A gasogene is a contraption for making fizzy water (the Victorian SodaStream, if  you will.) They came in quite a few shapes and sizes, but they all have two globes covered with a kind of netting (a big one and a smaller one), and a tap on top or in the middle. Here's what the full-sized ones look like.

   
From Bottle Books
To make my own 1:12-scale gasogene, I used plastic beads with a pearlescent finish. I enlarged the hole in one end of each and filled it with craft glue, then wrapped the bead in cheesecloth, trimmed off the excess and tucked the ends into the glue-filled hole. (The upper one looks a bit ratty, but you get the idea.)

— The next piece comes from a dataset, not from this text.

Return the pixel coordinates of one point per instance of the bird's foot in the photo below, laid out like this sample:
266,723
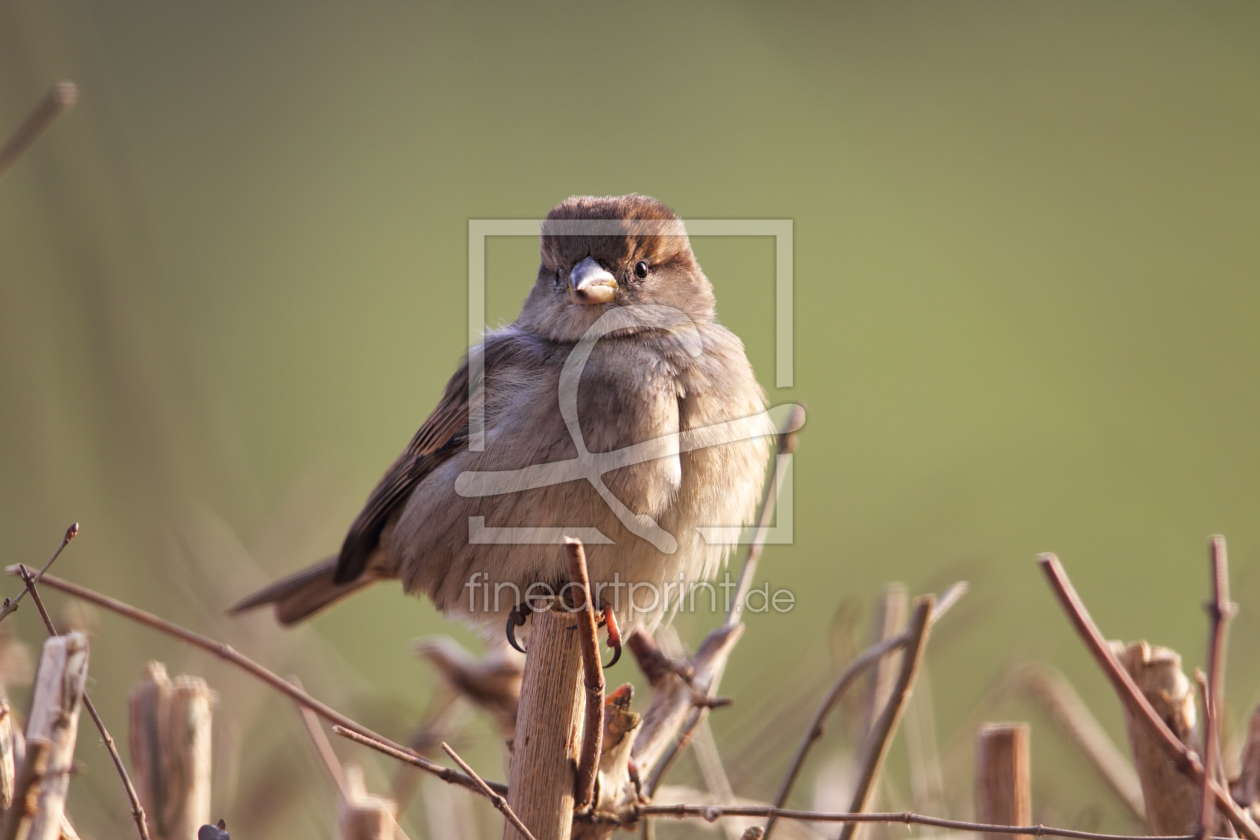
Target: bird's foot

Then I pirated a faucet from an extra dollhouse bathroom fixture and modified it slightly by trimming bits off until it looked closer to the correct shape.

After that, it was fairly easy to glue the beads and the faucet together with five little bits and pieces of jewellery findings. Now for the spirit case!

Tuesday, March 21, 2017

"Your Dark Lantern Seize"


A dark lantern is something you'd only tend to hear about in an archaic context, as in the lyrics quoted in my title, above, from Pirates of Penzance, when the Pirate King is exhorting his crew to collect their tools so as to "vary piracy with a bit of burglary."

But for Victorian criminals and crimefighters alike, it was an important bit of kit. Essentially, it allowed you to see your way in the dark withouht being spotted, by shading the beam of your lantern.

For my Sherlock Holmes dollhouse room, I decided to make a dark lantern. It's  modeled after the one pictured in this wonderful informative post about the Dietz Police Lantern

Antique Dietz Police Lantern, full size

Dollhouse-sized (about 1.5" high) Dietz Police Lantern
Mine is a bit out of proportion: too tall, with a cap that's too large. I might redo it, but for the moment I'm quite pleased with it.

The body is a plastic spool from an emergency sewing kit from the dollar store (about $1.25 for ten or so spools plus needles and so on. The bulb is a cap from something like a tube of glue.

The bottom and top are made with the metallic tape you use to seal furnace ductwork and dryer venting hoses, which I normally have in the house. For the top, I cut out two circles of paper with foil tape stuck to both sides, and simply bent them with needle-nosed pliers.


The back is made with two short bits of tubing cut out of the inner working of a disposable ballpoint pen (which can stilll be used), three paper clips, a tiny rectangle of dollar-store craft foam and more of that foil tape. I actually did inscribe the words "DIETZ POLICE LANTERN NEW YORK U.S.A."on the back, but you can't really read it.

It's finished with a coat of silver enamel paint and some black latex craft paint on top.

I've been working on the room box (with the helpful of my capable and crafty brother), so I'll soon have a place to put the collection of Holmesiana.

Thursday, March 2, 2017

Dolly Makeover: 1880s Edition


You can buy inexpensive porcelain dollhouse dolls (about $10 each) online, but the assortment isn't large. Say, for example, you wanted a doll to portray Sherlock Holmes' housekeeper Mrs. Hudson, Time for a dolly makeover!

On the left is the Before doll. I peeled off her apron (it was glued on) and "cap", and restyled her hair with a new elastic band and a little glue of my own.

I changed her face a bit with sharp coloured pencils (if you don't like what you've done, you can just wipe it off with a damp cotton swab and start over). I stitched the back of her dress to give it more of an early 1880s silhouette (straighter, with a bit of a bustle) and made a gathered petticoat out of sheer unhemmed ribbon, which gives the skirt support and body. I "ironed" it with a hot hairdryer.

For the finishing touches, I glued a tiny jewel to her collar (it was sold at the dollar store in a packet of items for fingernail decoration), sewed a ring of dollhouse door keys to her belt and made a pair of pince-nez out of a used staple (!) and some thread.

You'd hardly know it was the same doll.